问题描述
我想读取一个包含数据的文件,以十六进制格式编码:
I want to read a file with data, coded in hex format:
01ff0aa121221aff110120...etc
文件包含 >100.000 个这样的字节,有些超过 1.000.000(它们来自 DNA 测序)
the files contains >100.000 such bytes, some more than 1.000.000 (they comes form DNA sequencing)
我尝试了以下代码(以及其他类似代码):
I tried the following code (and other similar):
filele=1234563
f=open('data.geno','r')
c=[]
for i in range(filele):
a=f.read(1)
b=a.encode("hex")
c.append(b)
f.close()
这给每个字节单独的aa"01"f1"等,这对我来说是完美的!
This gives each byte separate "aa" "01" "f1" etc, that is perfect for me!
这适用于(在这种情况下)恰好是1a"的第 905 字节.我还尝试了同样停在同一字节的 ord() 函数.
This works fine up to (in this case) byte no 905 that happen to be "1a". I also tried the ord() function that also stopped at the same byte.
可能有一个简单的解决方案?
There might be a simple solution?
推荐答案
简单的解决方案是 binascii:
Simple solution is binascii
:
import binascii
# Open in binary mode (so you don't read two byte line endings on Windows as one byte)
# and use with statement (always do this to avoid leaked file descriptors, unflushed files)
with open('data.geno', 'rb') as f:
# Slurp the whole file and efficiently convert it to hex all at once
hexdata = binascii.hexlify(f.read())
这只是为您提供一个 str
十六进制值,但它比您尝试做的要快得多.如果你真的想要一堆长度为 2 的十六进制字符串为每个字节,你可以很容易地转换结果:
This just gets you a str
of the hex values, but it does it much faster than what you're trying to do. If you really want a bunch of length 2 strings of the hex for each byte, you can convert the result easily:
hexlist = map(''.join, zip(hexdata[::2], hexdata[1::2]))

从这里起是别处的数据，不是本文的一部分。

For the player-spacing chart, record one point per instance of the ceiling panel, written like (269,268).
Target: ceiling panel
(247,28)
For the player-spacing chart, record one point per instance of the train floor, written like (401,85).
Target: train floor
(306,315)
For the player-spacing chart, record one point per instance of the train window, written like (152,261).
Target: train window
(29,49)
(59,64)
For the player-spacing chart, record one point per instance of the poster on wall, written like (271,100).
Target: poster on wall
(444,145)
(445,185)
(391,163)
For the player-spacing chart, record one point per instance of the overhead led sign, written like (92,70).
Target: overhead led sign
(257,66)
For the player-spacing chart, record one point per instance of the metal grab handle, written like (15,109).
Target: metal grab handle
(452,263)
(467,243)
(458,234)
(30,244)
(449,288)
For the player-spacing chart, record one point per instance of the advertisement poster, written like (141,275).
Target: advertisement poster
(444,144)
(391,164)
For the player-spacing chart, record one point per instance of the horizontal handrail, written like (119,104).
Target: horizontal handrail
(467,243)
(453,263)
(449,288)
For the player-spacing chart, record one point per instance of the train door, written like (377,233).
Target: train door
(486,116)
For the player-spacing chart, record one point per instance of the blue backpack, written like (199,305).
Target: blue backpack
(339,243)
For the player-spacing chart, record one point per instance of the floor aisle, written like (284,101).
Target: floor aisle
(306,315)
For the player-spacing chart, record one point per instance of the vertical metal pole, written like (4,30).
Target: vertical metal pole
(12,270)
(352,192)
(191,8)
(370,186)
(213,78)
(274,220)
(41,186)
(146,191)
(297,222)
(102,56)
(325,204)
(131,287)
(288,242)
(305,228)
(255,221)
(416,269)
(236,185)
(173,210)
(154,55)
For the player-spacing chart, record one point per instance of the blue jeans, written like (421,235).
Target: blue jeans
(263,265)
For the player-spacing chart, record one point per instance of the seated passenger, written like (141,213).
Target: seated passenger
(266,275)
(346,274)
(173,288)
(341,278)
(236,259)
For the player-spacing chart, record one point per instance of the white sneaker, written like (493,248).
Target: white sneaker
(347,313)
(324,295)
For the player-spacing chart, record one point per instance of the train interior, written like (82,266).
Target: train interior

将生成与每个字节的十六进制编码相对应的 len 2 str
的列表.为了避免 hexdata
的临时副本,您可以使用类似但稍微不那么直观的方法,通过使用 zip
两次使用相同的迭代器来避免切片:
which will produce the list of len 2 str
s corresponding to the hex encoding of each byte. To avoid temporary copies of hexdata
, you can use a similar but slightly less intuitive approach that avoids slicing by using the same iterator twice with zip
:
hexlist = map(''.join, zip(*[iter(hexdata)]*2))
更新:
对于 Python 3.5 及更高版本的用户,bytes
对象产生了一个 .hex()
方法,因此不需要模块将原始二进制数据转换为 ASCII 十六进制.顶部的代码块可以简化为:
For people on Python 3.5 and higher, bytes
objects spawned a .hex()
method, so no module is required to convert from raw binary data to ASCII hex. The block of code at the top can be simplified to just:
with open('data.geno', 'rb') as f:
hexdata = f.read().hex()
这篇关于如何在 Python 中以十六进制形式读取二进制文件?的文章就介绍到这了,希望我们推荐的答案对大家有所帮助,也希望大家多多支持!